An alternative to the DIAMOND/BLAST approach would be a mapping strategy which uses hidden Markov models (HMMs). A profile HMM encodes the statistical probability of each amino acid in the sequence of a protein family used to train the model. This can be useful to identify distant homologs that may not be represented in a database. The Pfam database is a large collection of protein families, with each family represented by a multiple sequence alignment and HMM [34]. Pfam also collects entries into clans that are collections of proteins related by profile HMM. Several tools, such as HMM-GRASPx [35] and MetaCLADE [36], identify protein domains in metagenome and/or metatranscriptome sequences. These methods are likely most useful to annotate sequences when proteins are not well-represented in reference databases, such as in environmental sequence data [37], because protein domain information is better than no information. However, proteins with very different functions can share the same protein domain and there can be multiple protein domains in the same protein. For human fecal metagenomes, it is now possible to map 70-90% of reads to genes [38] using the integrated gene catalog (IGC) of the human gut metagenome [39]. Given that the average percentage of prokyarotic genomes that comprise gene-coding regions is 87%, mapability of reads from human gut microbiomes has approached the maximum achievable [39]. Thus, it is both possible and preferable to identify the complete protein rather than a protein domain to enable interpretation of the results. In theory, a profile HMM can be built using complete sequences from different taxa for a particular protein; whether such a strategy has higher performance than the DIAMOND/BLAST approach is beyond the scope of the current analysis.
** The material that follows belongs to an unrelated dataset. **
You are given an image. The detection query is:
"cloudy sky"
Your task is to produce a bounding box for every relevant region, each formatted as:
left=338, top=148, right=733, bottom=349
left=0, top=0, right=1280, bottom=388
Assignment of sequence reads from fecal metagenomes to broad functional categories gives the impression of stability [40, 41], but this impression is likely false when investigating function on a finer scale of individual genes. Publicly available human fecal metagenomes have been reanalyzed for functional content using alternate methods [42] or for meta-analyses across cohorts [38]. Legacy data should also be re-analyzed for specific hypotheses. The results of the current study suggests some guidelines for using legacy data to address hypotheses of interest: create a custom database of the gene or genes of interest, merge paired ends to create longer reads, and adjust the e-value threshold for the median read length or bin reads by read length for different e-value thresholds.